Mit frischen Köpfen auf Seiten der Programmierer sowie durch Hinweise von kampferprobten Supervisors konzipierte exozet ein System, das sowohl den Ansprüchen von Kameraleuten und Regisseur als auch den Bedürfnissen der betreuenden Setsupervisors gerecht wird. Darüber hinaus erlaubt es auch das Projektmanagement der Einzelschritte.

Die Entwicklung des Systems befindet sich in der Endphase, Aurora 2.0 wird im zweiten Quartal 2013 gelauncht.


Key Facts

 
  • Allround-Software-Lösung für die Arbeit am Filmset

  • Echtzeit-Rendering fotorealistischer Effekte in 2K

  • Previsualisierung von Szenen und Lichtsetup

  • Umfangreiches Projektmanagementsystem

  • Individuelle Touch-Interfaces

  • Schnittstellen zu allen bekannten Modellierungssoftwares
 



Entscheidungen vor Ort

Wirkt eine Filmszene durch Regeneffekte intensiver? Warum sind bestimmte Einstellungen kostenintensiv zu drehen? Wie sähen die Alternativen aus? Um solche und andere kreative Fragen direkt am Set klären zu können und somit auch das Verständnis der Arbeitsbereiche untereinander zu erweitern, stellt Aurora 2.0 fotorealistische Effekte in Echtzeit dar: Regen oder Schnee, aber auch Sonne, Wolken, Herbstlaub und Feuer berechnet die Engine korrekt und effektiv und fügt das entstandene Bild direkt in die Aufnahme vor Ort ein. Das spart Kosten und unterstützt bildgestalterische Entscheidungen.

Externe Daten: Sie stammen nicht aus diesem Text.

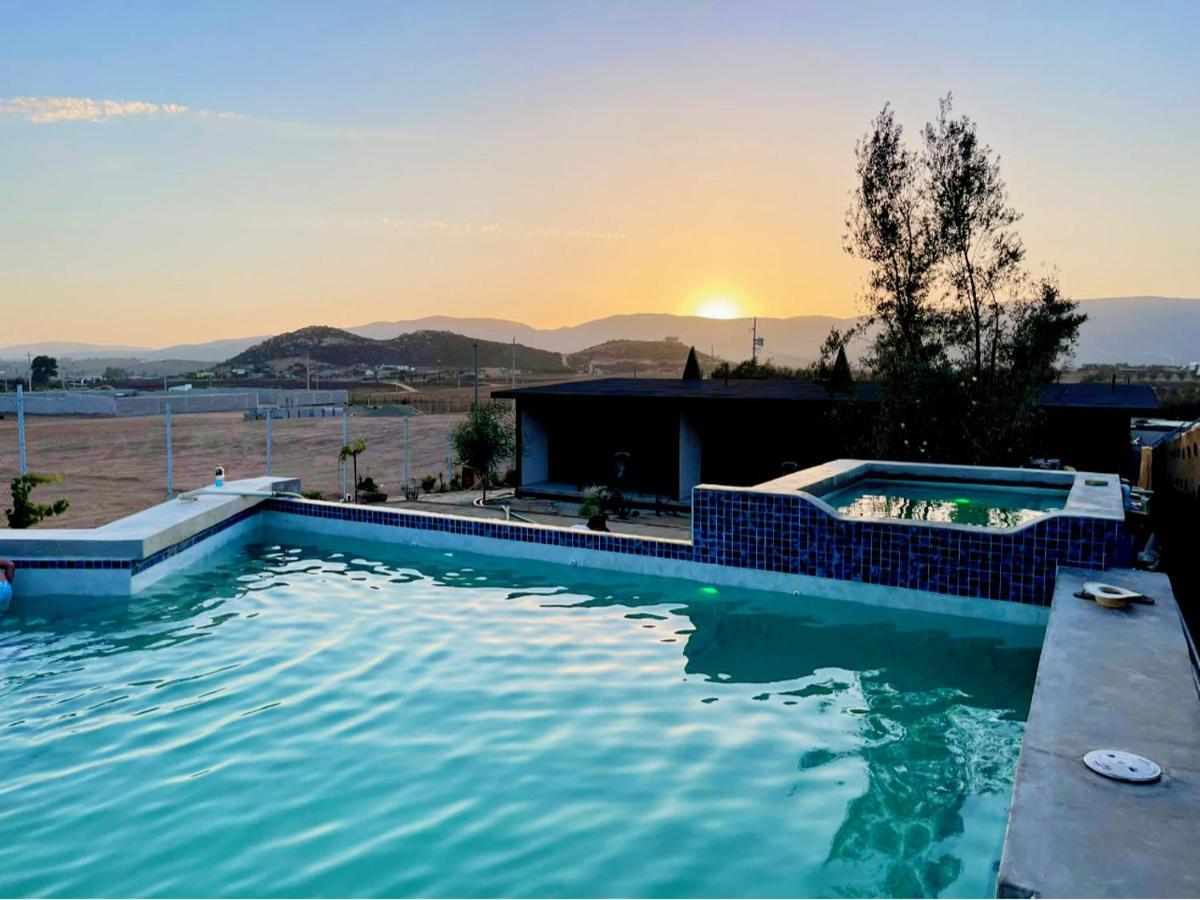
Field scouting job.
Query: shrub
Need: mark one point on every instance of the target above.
(24, 513)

Die Previsualisierung einzelner Szenen befähigt Regisseur und Kameraleute dazu, sich die Szene bereits vor dem Dreh in bearbeiteter und beleuchteter Version anzuschauen. So fällt es leichter, bereits im Vorhinein die Wahl der Kadrierung oder Szenenausleuchtung zu bestimmen.


Schnittstellen für einen optimalen Workflow

Das Produktionssystem besitzt Schnittstellen zu allen bekannten Modellierungssoftwares und ist in der Lage, sämtliche Geometriedaten, Licht- und Shader-Einstellungen, Partikelsysteme sowie Animationen aus diesen Programmen zu übernehmen und abzubilden. Der Export kann entweder als unkomprimiertes Einzelbild oder als Filmdatei erfolgen. Sämtliche Daten, zum Beispiel Szenenauflistungen, Notizen etc., können in verschiedene Dateitypen umgewandelt und zur Weiterverarbeitung in andere Datenbanken oder nach Excel exportiert werden.

Um die Performance zu verbessern, setzt exozet auf eigens entwickelte Tracking- und Keying-Algorithmen, die speziell für die Engine geschrieben wurden und somit optimal auf den Workflow abgestimmt sind.


Förderpreis der Initiative "Berlin - Made to Create"

Im Jahr 2010 hat das Aurora 2.0-Projekt den länderübergreifenden Förderwettbewerb "Berlin - Made to Create" gewonnen. Die Wettbewerbsreihe wurde von der Senatsverwaltung für Wirtschaft, Technologie und Frauen ins Leben gerufen. Der mit 5.000 Euro dotierte Preis soll die Berlin-Brandenburger Kreativ- und Informationswirtschaft fördern und die Innovationskraft der Hauptstadtregion stärken.